Lo que los científicos descubrieron en el cerebro de los gatos cambia todo

Los investigadores están detectando en los cerebros felinos inquietantes similitudes con personas mayores que padecen demencia, y esto podría tener consecuencias enormes tanto para animales como para humanos.

Un equipo internacional de investigación ha encontrado indicios de que los gatos, al igual que las personas, pueden desarrollar en sus últimos años una forma de demencia extraordinariamente parecida al alzhéimer.
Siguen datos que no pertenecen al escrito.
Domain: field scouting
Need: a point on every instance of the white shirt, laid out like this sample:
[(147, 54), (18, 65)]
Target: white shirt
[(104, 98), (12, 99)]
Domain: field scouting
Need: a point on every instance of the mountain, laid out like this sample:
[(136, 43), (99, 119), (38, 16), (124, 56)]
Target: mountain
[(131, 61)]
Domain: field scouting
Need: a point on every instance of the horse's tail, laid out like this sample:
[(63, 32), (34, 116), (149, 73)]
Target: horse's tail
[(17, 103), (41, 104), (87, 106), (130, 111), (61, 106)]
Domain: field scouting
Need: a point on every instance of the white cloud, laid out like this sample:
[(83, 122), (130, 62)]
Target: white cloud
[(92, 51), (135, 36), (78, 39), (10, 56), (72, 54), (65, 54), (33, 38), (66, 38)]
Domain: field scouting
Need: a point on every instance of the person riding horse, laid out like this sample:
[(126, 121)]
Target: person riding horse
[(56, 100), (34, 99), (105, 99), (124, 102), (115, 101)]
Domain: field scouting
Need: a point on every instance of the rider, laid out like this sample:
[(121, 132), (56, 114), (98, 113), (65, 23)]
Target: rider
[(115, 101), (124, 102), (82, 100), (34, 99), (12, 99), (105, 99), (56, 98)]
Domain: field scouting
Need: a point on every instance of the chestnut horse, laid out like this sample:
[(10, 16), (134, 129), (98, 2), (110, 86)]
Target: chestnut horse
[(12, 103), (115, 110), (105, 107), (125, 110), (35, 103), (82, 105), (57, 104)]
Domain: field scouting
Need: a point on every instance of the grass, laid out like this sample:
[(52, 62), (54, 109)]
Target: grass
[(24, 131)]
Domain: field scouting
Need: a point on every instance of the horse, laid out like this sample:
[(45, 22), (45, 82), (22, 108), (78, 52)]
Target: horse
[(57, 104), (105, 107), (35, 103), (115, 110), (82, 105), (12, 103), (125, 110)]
El estudio aporta una visión completamente nueva sobre cómo envejece el cerebro y, al mismo tiempo, arroja otra luz sobre ciertos comportamientos extraños que muestran los gatos domésticos de edad avanzada.
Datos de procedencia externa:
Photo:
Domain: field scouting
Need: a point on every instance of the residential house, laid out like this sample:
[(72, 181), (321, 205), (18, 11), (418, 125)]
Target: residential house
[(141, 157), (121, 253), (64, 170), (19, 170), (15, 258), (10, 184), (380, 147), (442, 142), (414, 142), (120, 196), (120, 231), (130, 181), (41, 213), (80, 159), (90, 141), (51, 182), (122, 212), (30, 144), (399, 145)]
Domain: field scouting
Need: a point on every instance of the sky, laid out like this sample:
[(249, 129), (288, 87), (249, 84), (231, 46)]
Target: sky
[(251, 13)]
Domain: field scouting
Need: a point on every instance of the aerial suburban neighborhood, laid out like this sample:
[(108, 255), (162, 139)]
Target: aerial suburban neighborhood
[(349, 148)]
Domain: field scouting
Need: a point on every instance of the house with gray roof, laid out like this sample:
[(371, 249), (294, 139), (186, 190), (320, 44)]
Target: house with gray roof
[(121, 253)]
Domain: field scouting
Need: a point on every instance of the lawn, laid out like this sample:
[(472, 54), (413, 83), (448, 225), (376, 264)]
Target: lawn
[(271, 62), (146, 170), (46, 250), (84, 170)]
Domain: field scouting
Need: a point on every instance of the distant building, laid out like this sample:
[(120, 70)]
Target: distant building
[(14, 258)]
El cerebro felino envejece más rápido de lo que creíamos

Investigadores de instituciones como Harvard, el MIT, la Universidad de Chicago Booth y Cornell reunieron datos médicos y escáneres cerebrales de miles de gatos. Los resultados muestran que el cerebro del gato se encoge con los años y pierde funciones de manera comparable al cerebro humano durante el declive cognitivo.

En los gatos mayores aparecen los mismos patrones que en personas de edad avanzada: problemas de memoria, confusión, cambios de comportamiento e incluso atrofia cerebral demostrable.

En humanos, este tipo de deterioro suele asociarse al alzhéimer: acumulación de proteínas, reducción de las conexiones entre neuronas y daño progresivo en las zonas del cerebro que regulan la memoria y la orientación. Ahora los investigadores están observando un panorama parcialmente idéntico en los cerebros de los gatos.

Comportamientos que muchos dueños ya reconocen

Muchos amantes de los gatos ya han notado en sus animales mayores señales que encajan perfectamente con este hallazgo. Los investigadores vinculan los siguientes síntomas con un posible envejecimiento cerebral:

  • el gato pide comida repetidamente como si hubiera olvidado que el cuenco ya estaba lleno
  • maullidos sin motivo aparente o "llamadas" en mitad de la noche
  • desorientación respecto al arenero, o hacer sus necesidades justo al lado
  • deambular confundido por la casa, llegando incluso a quedarse atascado en rincones
  • pérdida de interés en jugar, en las personas o en otros animales

Por sí sola, cada una de estas señales puede tener otras causas, como dolor, problemas de audición o mala visión. Precisamente por eso, el estudio específico del cerebro felino resulta tan valioso.

Una comparación monumental: ¿a qué velocidad envejecen los mamíferos?

Esta investigación forma parte del ambicioso proyecto "Translating Time", en el que los científicos comparan el desarrollo cerebral y el proceso de envejecimiento de más de 150 especies de mamíferos. El objetivo es entender mejor cómo se originan las enfermedades cerebrales relacionadas con la edad y por qué en algunas especies apenas aparecen.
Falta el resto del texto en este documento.